亮小脸微红,卷翘睫毛也微颤,一双桃花眼色泽诡异邪肆,像是有些兴奋又有些害羞,但丝毫不耽误耍流氓,她视线落在少年喝粥时轻启的薄唇上,软软问:“好喝吗?”
顾惊羡平静垂眸,温淡又听话的喝下,锁链束缚着冷削苍白的手腕,有种禁忌的诱惑感。
小狼崽和长大后的帝王相同却有不同,她更鲜活,会害羞还会撒娇,也会装的无害,可遮掩不了的是,骨子里流着相同的血的强烈扭曲的占有欲还有肆无忌惮的掠夺,永远不会顾忌他人的想法,也包括他。
“那多喝一点。”染白凑过去亲了一下顾惊羡的唇角,直到一碗粥都喂完,染白仿佛找到了投喂顾惊羡的乐趣。
顾惊羡不知道这个暗室到底在哪,但应该不会离太远,染白也一整天除了带膳食外都没有离开。
不知道染白给他下的是什么药,除了没有力气外,没有其他副作用,原本昏沉的意识也渐渐清明,顾惊羡一整天也没有说什么话。

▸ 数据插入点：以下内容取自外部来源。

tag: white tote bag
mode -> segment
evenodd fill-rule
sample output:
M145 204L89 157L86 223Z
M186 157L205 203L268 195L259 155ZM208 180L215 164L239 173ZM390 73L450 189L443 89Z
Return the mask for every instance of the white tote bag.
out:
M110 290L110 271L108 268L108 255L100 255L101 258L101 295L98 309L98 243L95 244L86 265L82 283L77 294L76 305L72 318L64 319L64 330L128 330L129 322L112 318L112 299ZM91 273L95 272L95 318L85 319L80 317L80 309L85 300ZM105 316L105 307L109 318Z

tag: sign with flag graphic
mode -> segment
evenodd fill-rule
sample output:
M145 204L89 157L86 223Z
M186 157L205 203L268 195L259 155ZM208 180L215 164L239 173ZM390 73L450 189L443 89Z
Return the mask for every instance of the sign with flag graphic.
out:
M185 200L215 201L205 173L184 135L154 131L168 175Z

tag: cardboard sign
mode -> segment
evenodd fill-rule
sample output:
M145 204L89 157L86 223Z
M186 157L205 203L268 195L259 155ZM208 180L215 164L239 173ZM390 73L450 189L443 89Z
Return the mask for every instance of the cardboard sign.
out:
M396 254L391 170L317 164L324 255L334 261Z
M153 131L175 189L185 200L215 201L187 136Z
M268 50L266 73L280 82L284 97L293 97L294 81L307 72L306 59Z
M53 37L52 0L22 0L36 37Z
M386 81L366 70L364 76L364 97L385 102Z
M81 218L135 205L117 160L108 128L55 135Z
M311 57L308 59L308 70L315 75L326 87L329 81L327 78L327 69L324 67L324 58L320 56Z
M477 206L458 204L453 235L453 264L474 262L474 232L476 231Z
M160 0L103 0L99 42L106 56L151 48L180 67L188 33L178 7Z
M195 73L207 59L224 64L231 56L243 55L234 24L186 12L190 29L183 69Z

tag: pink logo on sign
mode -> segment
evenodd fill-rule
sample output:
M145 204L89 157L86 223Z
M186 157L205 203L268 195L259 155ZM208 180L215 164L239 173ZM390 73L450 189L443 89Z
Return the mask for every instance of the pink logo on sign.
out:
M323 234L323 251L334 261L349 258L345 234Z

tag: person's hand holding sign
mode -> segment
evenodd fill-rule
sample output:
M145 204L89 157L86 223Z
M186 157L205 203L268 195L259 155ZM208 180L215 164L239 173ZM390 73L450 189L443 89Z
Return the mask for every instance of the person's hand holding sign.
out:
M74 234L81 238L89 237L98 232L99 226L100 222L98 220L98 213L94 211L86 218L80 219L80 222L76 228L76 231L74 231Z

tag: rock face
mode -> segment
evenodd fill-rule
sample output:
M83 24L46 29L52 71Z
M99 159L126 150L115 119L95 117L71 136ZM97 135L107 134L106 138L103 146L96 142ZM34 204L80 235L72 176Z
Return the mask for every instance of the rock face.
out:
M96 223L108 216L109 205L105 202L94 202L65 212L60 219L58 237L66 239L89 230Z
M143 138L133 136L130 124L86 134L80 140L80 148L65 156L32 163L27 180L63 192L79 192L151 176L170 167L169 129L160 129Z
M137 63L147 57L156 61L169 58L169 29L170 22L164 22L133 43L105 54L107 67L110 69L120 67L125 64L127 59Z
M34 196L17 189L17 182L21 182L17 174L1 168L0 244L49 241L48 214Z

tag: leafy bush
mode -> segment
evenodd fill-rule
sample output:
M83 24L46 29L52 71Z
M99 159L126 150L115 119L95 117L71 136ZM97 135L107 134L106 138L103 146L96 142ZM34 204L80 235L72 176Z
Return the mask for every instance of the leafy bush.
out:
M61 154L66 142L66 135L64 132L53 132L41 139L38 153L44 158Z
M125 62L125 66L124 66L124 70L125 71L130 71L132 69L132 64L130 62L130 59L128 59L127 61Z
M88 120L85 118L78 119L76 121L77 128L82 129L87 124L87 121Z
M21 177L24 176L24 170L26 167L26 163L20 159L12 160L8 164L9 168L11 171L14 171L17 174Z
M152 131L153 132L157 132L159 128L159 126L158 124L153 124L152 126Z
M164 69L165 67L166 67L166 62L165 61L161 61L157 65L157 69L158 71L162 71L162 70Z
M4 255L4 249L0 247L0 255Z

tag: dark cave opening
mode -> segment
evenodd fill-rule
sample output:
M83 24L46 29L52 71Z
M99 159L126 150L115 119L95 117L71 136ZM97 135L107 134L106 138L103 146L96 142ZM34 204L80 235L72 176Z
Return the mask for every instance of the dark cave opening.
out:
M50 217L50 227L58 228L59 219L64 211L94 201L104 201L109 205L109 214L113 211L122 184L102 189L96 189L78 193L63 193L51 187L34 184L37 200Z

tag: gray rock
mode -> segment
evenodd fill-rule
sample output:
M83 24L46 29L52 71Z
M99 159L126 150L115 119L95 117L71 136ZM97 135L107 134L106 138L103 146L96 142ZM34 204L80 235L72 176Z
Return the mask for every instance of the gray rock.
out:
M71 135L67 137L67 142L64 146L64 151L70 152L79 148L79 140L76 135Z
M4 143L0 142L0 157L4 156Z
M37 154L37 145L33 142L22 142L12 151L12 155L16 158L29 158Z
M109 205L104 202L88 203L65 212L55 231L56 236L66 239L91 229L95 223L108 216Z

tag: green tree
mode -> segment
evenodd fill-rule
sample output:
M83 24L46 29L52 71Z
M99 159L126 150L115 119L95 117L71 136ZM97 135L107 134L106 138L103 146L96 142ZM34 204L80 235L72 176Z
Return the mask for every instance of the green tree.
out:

“我想听故事。”睡觉的时候,染白在他耳边说,指尖微微摩挲着少年的腰:“你给我讲好不好?”
“想听什么。”沉默片刻,顾惊羡问。
“什么都可以。”染白笑:“你讲的我都喜欢。”
顾惊羡给小孩讲了一个远古时期的神话故事,他声音低沉清冽,讲到一半的时候,染白已经困了,睫毛恹恹的垂下,但还是一直听完了这个故事,故事的最后,是亚希用死亡造福了一切,小孩脸上没什么表情:“过度的善良就是愚蠢。”
“善与恶共生。”
“你会觉得我很坏吗。”小孩皱着眉,半晌才盯着他问。
“会。”顾惊羡静静回答,无论出于哪种角度,染白绝对称不上是一个好人,他们生长环境不同,人生经历不同,所思所想也不同,存在本身的矛盾和冲突,但又恰恰互补,她太尖锐,顾惊羡很多时候都会退步迁就,无法也不愿与她争,就例如现在:“但因为我喜欢你,所以你的一切我都能接受。”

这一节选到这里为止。